On one hand, the problem of calculating accurately the mean and variance has been studied in details, some recommended readings are Chan Golub and Leveque (1983) Algorithms for computing the sample variance: Analysis and recommendations, Chan and Lewis (1979) Computing standard deviations: accuracy.

On the other hand, Kahan (1965) Pracniques: further remarks on reducing truncation errors, Klein (2006) A generalized kahan-babuška-summation-algorithm propose to add some correction terms for the problem of calculating a running sum with increased accuracy.

Klein suggests a second order correction, and shows it to be more accurate than the more widely known Kahan summation on a example summing 50 million 32-bit floating point numbers uniformly distributed in the interval (0,1). This looked like a good candidate to try out on my problem. And indeed, this solves some visible issues we may see calculating mean, variance and Monte-Carlo greeks in 64-bit floating point arithmetic. But the simpler Kahan summation also solved the issues.

Then I wondered if I could find a use case where Klein would prove more appropriate. As a first step, I tried to reproduce the results presented in Klein’s 2006 paper. Somewhat surprisingly, I did not reproduce the results:

  • Klein finds that his second-order iterative algorithm is more accurate than Kahan to compute the sum. I find the same accuracy as Kahan (close to 32-bit machine epsilon).
  • When the set of random numbers is ordered, the second order iterative algorithm is significantly worse than Kahan. Kahan keeps the same accuracy as on the ordered set.
  • Using longer or shorter sequences or different random number sequences lead to the same observations.
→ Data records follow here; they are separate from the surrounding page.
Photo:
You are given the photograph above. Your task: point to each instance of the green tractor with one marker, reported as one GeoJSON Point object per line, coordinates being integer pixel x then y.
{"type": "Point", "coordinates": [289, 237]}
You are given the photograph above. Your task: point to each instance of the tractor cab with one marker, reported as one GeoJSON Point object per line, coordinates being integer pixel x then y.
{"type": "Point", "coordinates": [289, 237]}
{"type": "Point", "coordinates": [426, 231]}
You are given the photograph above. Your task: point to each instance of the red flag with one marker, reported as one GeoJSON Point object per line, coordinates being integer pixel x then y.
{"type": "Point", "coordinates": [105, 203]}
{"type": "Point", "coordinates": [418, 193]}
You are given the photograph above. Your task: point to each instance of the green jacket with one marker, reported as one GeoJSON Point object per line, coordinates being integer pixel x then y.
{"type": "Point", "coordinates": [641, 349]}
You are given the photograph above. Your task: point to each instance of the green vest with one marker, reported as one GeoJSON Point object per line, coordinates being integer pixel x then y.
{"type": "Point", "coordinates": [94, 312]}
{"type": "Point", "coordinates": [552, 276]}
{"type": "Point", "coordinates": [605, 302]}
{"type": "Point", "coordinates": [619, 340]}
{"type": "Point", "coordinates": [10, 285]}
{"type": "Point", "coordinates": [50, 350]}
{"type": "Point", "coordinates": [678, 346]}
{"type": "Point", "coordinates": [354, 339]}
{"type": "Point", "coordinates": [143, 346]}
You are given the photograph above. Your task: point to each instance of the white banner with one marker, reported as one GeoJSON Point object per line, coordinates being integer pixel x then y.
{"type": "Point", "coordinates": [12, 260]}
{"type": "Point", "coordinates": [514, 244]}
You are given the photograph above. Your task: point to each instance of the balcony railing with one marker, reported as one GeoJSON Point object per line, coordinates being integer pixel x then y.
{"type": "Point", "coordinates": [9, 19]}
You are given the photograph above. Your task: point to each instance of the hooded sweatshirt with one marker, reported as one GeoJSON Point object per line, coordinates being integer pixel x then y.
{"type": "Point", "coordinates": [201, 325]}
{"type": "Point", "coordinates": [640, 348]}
Absolute errors on 10 random sequences of 50 million numbers in 32-bit arithmetic. The 7-th sequence shows a small difference in favor of Kahan.

Absolute errors on 10 random sequences of 50 million numbers in 32-bit arithmetic, comparing with the same set of numbers, used in ascending order for the algorithm of Kahan. No difference at all.

Absolute errors on 10 random sequences of 50 million numbers in 32-bit arithmetic, comparing with the same set of numbers, used in ascending order for the algorithm of Klein. Note the log scale and large error differences.

I attempted to contact the author (who also works on cryptography) alas with no success (the various e-mail addresses are not valid anymore). I contacted two different developers who implemented the algorithm from Klein in their own libraries. Their feedback is interesting:

  • Both did not try to reproduce the results of the paper. On one hand, this is slightly surprising, since the test seems so simple to try out. On the other hand, results of published papers are unfortunately rarely being reproduced, especially by referees.
  • Both implemented a version hardcoded for 64-bit floating point numbers.
  • One of the developers implemented this also in the context of parallel Monte-Carlo simulations. So it is a well known practical problem.
  • One of the developers suggested Kahan was indeed as good on his problems.

I wrote a note based on my experiments, and with more details on:

  • the kinds of Monte-Carlo simulations in finance,
  • reproducible greeks,
  • concrete examples

The note in on arxiv, with code on github.